Then followed a somewhat irreverent fancy, one of many such born in Luisa's brain—a strange story of the little angel who polishes the boots in heaven, and who one day let great-grandfather's boot fall to the earth while attempting to grab a bit of golden bread he had been forbidden to touch. Maria brightened visibly; she laughed and interrupted her mother with a hundred questions concerning the other boot that was still in heaven. What would her great-grandfather do with that? Her mother replied that he would apply it from behind to the Emperor of Austria, and push him out of heaven with it, if he chanced to meet him there.

Just at that moment Franco entered.

Luisa at once saw signs of storm on his brow and in his eyes.

"Well?" she questioned. Franco answered shortly: "Put Maria to bed."

Luisa observed that she had kept the child up waiting for him, that she might spend a little time with him. "I tell you to put her to bed!" Franco said, so harshly that Maria began to cry. Luisa flushed, but was silent. Lighting a candle she took the child in her arms and silently held her up that her father might give her a kiss. He did so coldly, and then Luisa carried her away. Franco did not follow her. The sight of the boot irritated him, and he threw it upon the floor. Then he sat down, planted his elbows on the table, and rested his head in his hands.

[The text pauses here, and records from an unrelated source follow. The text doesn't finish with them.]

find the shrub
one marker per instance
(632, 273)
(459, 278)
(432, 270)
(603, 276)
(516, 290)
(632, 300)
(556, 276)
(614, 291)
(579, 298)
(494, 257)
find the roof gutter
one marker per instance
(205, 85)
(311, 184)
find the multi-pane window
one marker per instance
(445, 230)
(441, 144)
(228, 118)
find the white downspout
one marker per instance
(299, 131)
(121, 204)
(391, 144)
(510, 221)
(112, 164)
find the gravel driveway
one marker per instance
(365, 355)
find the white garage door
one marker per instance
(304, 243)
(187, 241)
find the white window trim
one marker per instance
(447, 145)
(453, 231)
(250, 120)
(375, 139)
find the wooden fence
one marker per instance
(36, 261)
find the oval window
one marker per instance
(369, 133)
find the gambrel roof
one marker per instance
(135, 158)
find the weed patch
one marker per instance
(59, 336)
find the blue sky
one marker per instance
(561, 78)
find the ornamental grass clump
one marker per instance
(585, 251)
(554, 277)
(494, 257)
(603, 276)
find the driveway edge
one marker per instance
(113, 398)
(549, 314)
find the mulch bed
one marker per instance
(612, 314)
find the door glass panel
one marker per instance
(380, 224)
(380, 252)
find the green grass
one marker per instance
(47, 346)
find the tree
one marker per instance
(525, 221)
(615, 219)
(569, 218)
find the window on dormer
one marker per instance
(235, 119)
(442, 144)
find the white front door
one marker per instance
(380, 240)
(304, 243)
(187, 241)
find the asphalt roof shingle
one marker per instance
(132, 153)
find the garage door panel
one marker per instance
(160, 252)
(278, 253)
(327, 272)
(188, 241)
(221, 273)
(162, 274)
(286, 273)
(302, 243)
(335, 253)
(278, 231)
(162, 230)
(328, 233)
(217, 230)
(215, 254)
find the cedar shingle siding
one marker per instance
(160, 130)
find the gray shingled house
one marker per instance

The bitter thought that Luisa was Gilardoni's accomplice had immediately flashed into his mind while Pasotti was talking, and with it there came also the recollection of that "Why be silent?" of that "Enough!" and of the child's story. He felt as if he had a whirlwind within him, in which this idea was being continually caught up and whirled away, to reappear again farther down, ever nearer the heart.

"Well?" Luisa once more asked, as she entered the room. Franco looked at her a moment in silence, scrutinising her closely. Then he rose and seized her hands. "Tell me if you know anything?" said he. She guessed his meaning, but that look and manner offended her. "What do you mean?" she exclaimed, her face aflame. "Why do you ask in that way?" "Ah! you do know!" cried Franco flinging away her hands, and raising his arms with a despairing gesture.

She foresaw what was coming—his suspicion of her complicity with Gilardoni, her denial, and the mortal irremediable offence Franco would be offering her if, in his wrath, he refused to trust her word, and she clasped her hands in terror. "No, Franco! No, Franco!" she murmured softly, and threw her arms about his neck, striving to close his lips with kisses. But he misunderstood her, believed she was seeking forgiveness, and pushed her aside. "I know! Yes, I know!" she cried, once more casting herself passionately upon his breast. "But I found out afterwards, when it was already done, and I was as indignant as you are, even more indignant!" But Franco was too anxious to give vent to his feelings, too anxious to offend. "How can I know you are speaking the truth?" he exclaimed. She started back with a cry, and then once more coming a step nearer, she held out her arms to him. "No, no!" she entreated in agony, "Tell me you believe me! Tell me so now, for if you do not say so, you don't know, you can't realise what will happen!"

"What is it I can't realise?"

"You don't know me as I am, for though I may love you still, I can never again be a wife to you, and though I may suffer deeply, I shall never change, never again. Do you realise what that means, never again?"